Imagine you lived and worked in Japan five years ago and knew with certainty that there would be an earthquake and tsunami in 2011. Imagine you knew it would devastate the region with ripple effects to the whole country and beyond, what would you do differently?
Move your family? Sell your business? Invest in or start a company that did disaster clean up? Sell your home on the low ground and buy on the high ground? Leave the country?
According to ABC News, “The earthquake in Japan reminded people what they already knew — that disaster can hit an earthquake zone at any time, and a tsunami can spread for thousands of miles.” “Using that information, we can improve building codes. We can do land use planning,” Michael Blanpied of the U.S. Geological Survey in Virginia said. “So we can forecast in the long term where the earthquake hazard is likely to be.”
Here’s something that we know with certainty. There is a tsunami heading for the North American economy. It’s the Business Transition Crisis created by millions of baby boomer entrepreneurs. Most people are avoiding the issue at their peril.
In her book, Willful Blindness, Margaret Heffernan documents at great length that most people, when faced with uncomfortable or unpopular information, will close their eyes to it. And in many cases, they make decisions that have horrendous effects on their health, their families, their reputations, even to the point of dying rather than facing up to the reality that was staring them in the face.
You’re beginning to see the early warning signals. Companies closing every day. Banks, accounting firms, financial planners, and lawyers are all warning of the dangers. But here’s the problem. Right now, the tsunami is just a just a small wave, moving slowly but inexorably towards you. It’s lulled you into thinking you have lots of time. Your company is different. You’re special. It won’t hit you. It might happen to someone else, but not you. And once you realize that it’s building steam, that it will be 3 meters high (and you’re only 2 meters high) it’s too late.
I’m not advocating that you should sell your business now, although some should. I’m not advocating that you should sell your business at all. But here’s what you can do to prepare for the wave that’s coming:
- Think about it. Open your eyes fully and look at it. Be objective and logical, not emotional. Get the facts.
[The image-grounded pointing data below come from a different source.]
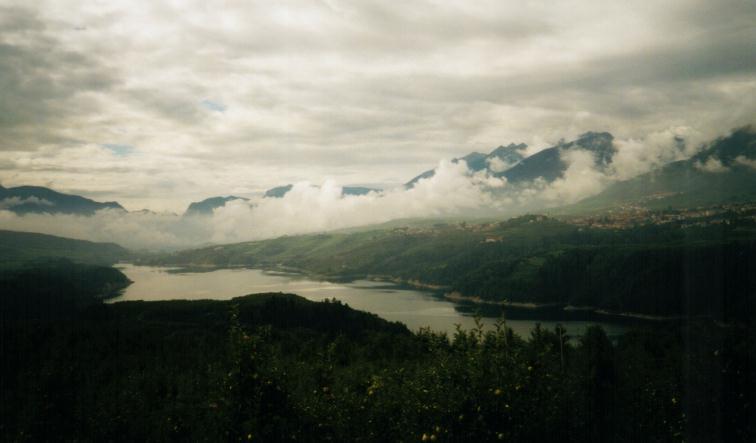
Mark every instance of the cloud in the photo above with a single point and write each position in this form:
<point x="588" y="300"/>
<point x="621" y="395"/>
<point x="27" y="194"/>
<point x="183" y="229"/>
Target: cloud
<point x="751" y="163"/>
<point x="223" y="97"/>
<point x="712" y="164"/>
<point x="10" y="202"/>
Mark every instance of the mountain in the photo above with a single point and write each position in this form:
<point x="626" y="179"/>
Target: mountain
<point x="208" y="205"/>
<point x="280" y="191"/>
<point x="548" y="164"/>
<point x="498" y="160"/>
<point x="37" y="199"/>
<point x="20" y="247"/>
<point x="724" y="172"/>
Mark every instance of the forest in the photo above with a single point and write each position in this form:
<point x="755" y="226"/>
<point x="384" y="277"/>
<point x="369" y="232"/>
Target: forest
<point x="276" y="367"/>
<point x="659" y="270"/>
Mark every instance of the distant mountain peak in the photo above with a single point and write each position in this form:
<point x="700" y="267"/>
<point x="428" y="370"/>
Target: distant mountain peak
<point x="548" y="165"/>
<point x="497" y="161"/>
<point x="208" y="205"/>
<point x="280" y="191"/>
<point x="38" y="199"/>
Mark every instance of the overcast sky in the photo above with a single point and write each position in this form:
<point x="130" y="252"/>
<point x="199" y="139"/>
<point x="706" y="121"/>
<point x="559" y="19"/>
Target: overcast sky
<point x="158" y="103"/>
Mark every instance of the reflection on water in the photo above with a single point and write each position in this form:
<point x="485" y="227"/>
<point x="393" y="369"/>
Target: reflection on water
<point x="414" y="308"/>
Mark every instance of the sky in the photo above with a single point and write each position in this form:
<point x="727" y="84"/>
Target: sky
<point x="159" y="103"/>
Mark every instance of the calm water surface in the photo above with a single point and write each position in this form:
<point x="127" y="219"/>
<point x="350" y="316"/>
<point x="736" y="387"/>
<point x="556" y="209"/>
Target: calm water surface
<point x="414" y="308"/>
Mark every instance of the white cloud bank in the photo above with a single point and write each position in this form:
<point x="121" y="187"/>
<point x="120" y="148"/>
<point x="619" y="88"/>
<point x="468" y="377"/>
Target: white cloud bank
<point x="307" y="208"/>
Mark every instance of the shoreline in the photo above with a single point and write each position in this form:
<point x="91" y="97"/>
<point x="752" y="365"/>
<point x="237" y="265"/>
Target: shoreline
<point x="452" y="296"/>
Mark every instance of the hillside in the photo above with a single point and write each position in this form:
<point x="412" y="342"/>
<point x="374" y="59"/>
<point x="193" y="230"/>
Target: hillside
<point x="208" y="205"/>
<point x="533" y="259"/>
<point x="37" y="199"/>
<point x="19" y="247"/>
<point x="725" y="172"/>
<point x="496" y="161"/>
<point x="276" y="367"/>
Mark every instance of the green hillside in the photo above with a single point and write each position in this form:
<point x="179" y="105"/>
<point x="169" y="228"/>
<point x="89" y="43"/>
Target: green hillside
<point x="700" y="268"/>
<point x="722" y="173"/>
<point x="276" y="367"/>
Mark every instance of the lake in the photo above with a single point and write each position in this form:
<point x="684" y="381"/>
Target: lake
<point x="414" y="308"/>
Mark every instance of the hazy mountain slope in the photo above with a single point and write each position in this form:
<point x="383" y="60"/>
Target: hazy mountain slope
<point x="548" y="164"/>
<point x="37" y="199"/>
<point x="724" y="172"/>
<point x="496" y="161"/>
<point x="19" y="247"/>
<point x="208" y="205"/>
<point x="280" y="191"/>
<point x="531" y="259"/>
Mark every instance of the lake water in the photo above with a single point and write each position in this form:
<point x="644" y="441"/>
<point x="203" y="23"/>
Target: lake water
<point x="412" y="307"/>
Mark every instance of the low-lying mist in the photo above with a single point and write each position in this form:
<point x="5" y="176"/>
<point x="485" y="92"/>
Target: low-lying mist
<point x="452" y="191"/>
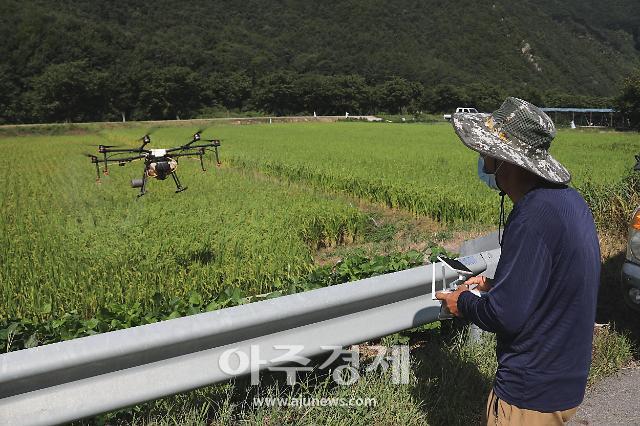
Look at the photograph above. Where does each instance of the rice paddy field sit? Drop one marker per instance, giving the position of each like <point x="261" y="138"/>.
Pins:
<point x="69" y="243"/>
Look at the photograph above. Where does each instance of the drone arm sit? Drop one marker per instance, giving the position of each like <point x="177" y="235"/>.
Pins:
<point x="123" y="159"/>
<point x="213" y="143"/>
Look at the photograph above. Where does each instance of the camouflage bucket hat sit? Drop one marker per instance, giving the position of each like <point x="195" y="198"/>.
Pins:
<point x="518" y="132"/>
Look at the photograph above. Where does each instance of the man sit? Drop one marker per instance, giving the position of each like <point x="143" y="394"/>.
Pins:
<point x="541" y="303"/>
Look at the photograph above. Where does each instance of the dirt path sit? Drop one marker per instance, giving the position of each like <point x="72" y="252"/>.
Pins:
<point x="614" y="401"/>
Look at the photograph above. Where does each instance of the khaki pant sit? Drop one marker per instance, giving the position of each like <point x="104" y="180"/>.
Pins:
<point x="501" y="413"/>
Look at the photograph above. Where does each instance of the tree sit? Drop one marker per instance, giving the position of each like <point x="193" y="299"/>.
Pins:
<point x="276" y="93"/>
<point x="70" y="91"/>
<point x="169" y="93"/>
<point x="629" y="100"/>
<point x="398" y="93"/>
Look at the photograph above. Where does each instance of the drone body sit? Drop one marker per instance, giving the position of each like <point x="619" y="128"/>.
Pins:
<point x="158" y="163"/>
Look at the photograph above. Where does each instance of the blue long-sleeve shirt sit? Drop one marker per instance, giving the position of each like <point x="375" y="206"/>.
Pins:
<point x="543" y="301"/>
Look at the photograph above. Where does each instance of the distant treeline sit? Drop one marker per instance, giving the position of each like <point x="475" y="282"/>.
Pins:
<point x="85" y="60"/>
<point x="75" y="92"/>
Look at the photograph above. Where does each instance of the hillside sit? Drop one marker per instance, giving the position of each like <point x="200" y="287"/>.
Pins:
<point x="133" y="57"/>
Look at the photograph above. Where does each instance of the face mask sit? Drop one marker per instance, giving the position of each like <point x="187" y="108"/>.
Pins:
<point x="488" y="178"/>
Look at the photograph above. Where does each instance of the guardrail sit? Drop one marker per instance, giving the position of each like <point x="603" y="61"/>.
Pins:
<point x="79" y="378"/>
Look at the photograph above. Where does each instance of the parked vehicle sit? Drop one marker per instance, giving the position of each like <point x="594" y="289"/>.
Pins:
<point x="631" y="268"/>
<point x="469" y="110"/>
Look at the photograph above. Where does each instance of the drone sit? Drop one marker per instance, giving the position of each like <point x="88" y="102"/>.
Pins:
<point x="158" y="163"/>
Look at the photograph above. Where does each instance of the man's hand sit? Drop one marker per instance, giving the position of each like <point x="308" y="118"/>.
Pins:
<point x="483" y="283"/>
<point x="451" y="299"/>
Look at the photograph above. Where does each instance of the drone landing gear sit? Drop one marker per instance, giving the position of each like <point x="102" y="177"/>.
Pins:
<point x="140" y="183"/>
<point x="179" y="187"/>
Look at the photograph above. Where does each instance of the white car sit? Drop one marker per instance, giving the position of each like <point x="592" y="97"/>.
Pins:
<point x="467" y="110"/>
<point x="631" y="267"/>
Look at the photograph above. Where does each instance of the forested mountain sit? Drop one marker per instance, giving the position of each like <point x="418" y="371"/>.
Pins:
<point x="71" y="60"/>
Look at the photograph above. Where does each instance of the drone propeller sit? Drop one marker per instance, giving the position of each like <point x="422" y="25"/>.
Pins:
<point x="104" y="146"/>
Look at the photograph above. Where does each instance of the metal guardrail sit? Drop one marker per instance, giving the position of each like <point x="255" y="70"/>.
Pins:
<point x="79" y="378"/>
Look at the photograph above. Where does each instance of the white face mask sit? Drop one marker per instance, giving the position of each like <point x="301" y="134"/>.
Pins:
<point x="488" y="178"/>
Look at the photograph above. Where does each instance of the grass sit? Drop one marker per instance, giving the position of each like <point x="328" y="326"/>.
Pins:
<point x="71" y="243"/>
<point x="420" y="168"/>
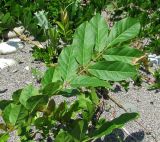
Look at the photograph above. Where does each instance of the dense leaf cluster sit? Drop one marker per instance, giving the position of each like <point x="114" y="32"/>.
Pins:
<point x="97" y="56"/>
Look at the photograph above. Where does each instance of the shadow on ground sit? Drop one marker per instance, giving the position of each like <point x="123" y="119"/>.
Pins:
<point x="119" y="136"/>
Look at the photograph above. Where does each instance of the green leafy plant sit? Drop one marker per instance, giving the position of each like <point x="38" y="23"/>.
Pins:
<point x="83" y="69"/>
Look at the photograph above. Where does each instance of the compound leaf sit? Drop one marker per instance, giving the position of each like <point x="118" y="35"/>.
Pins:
<point x="112" y="70"/>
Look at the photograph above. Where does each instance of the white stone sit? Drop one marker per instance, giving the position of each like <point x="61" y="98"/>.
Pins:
<point x="11" y="46"/>
<point x="6" y="63"/>
<point x="12" y="34"/>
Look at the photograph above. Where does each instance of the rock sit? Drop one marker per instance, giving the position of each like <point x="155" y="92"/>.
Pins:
<point x="11" y="46"/>
<point x="12" y="34"/>
<point x="6" y="63"/>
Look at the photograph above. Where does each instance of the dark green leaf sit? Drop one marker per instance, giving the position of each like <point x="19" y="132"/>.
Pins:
<point x="112" y="70"/>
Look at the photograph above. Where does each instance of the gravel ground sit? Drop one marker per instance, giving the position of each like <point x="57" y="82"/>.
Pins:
<point x="147" y="103"/>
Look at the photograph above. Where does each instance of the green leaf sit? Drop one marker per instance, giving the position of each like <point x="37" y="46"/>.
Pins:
<point x="4" y="103"/>
<point x="123" y="30"/>
<point x="41" y="122"/>
<point x="4" y="137"/>
<point x="79" y="129"/>
<point x="124" y="54"/>
<point x="87" y="81"/>
<point x="108" y="127"/>
<point x="64" y="136"/>
<point x="100" y="28"/>
<point x="14" y="113"/>
<point x="26" y="93"/>
<point x="51" y="88"/>
<point x="36" y="102"/>
<point x="42" y="19"/>
<point x="16" y="95"/>
<point x="83" y="43"/>
<point x="112" y="70"/>
<point x="67" y="63"/>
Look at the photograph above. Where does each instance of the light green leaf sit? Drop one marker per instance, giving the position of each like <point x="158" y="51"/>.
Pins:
<point x="79" y="129"/>
<point x="51" y="75"/>
<point x="42" y="19"/>
<point x="4" y="137"/>
<point x="26" y="93"/>
<point x="67" y="63"/>
<point x="14" y="113"/>
<point x="83" y="43"/>
<point x="87" y="81"/>
<point x="119" y="122"/>
<point x="35" y="102"/>
<point x="100" y="28"/>
<point x="112" y="70"/>
<point x="124" y="54"/>
<point x="123" y="30"/>
<point x="64" y="136"/>
<point x="51" y="88"/>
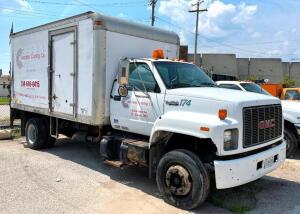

- Evaluate your business against the reality. Take our free Reality Check assessment to see where you stand so you have some context.
- Your business should always be ready to sell because you never know what might happen that would cause you to want to change ownership. It takes a few years to get it ready if you haven’t already started.
- Prepare your management team to be capable of running the business without you. Take more time off, more vacations and coach them to make better and better decisions on their own.
- Join us for our seminar on June 23rd at the prestigious Langdon Hall in Cambridge – What Every Boomer Business Owner Should Know about Business Transtion (Before It’s Too Late) and get better informed so you can make better business decisions.
Right now, the water’s up your ankles. You still have time to move, but it’s getting higher.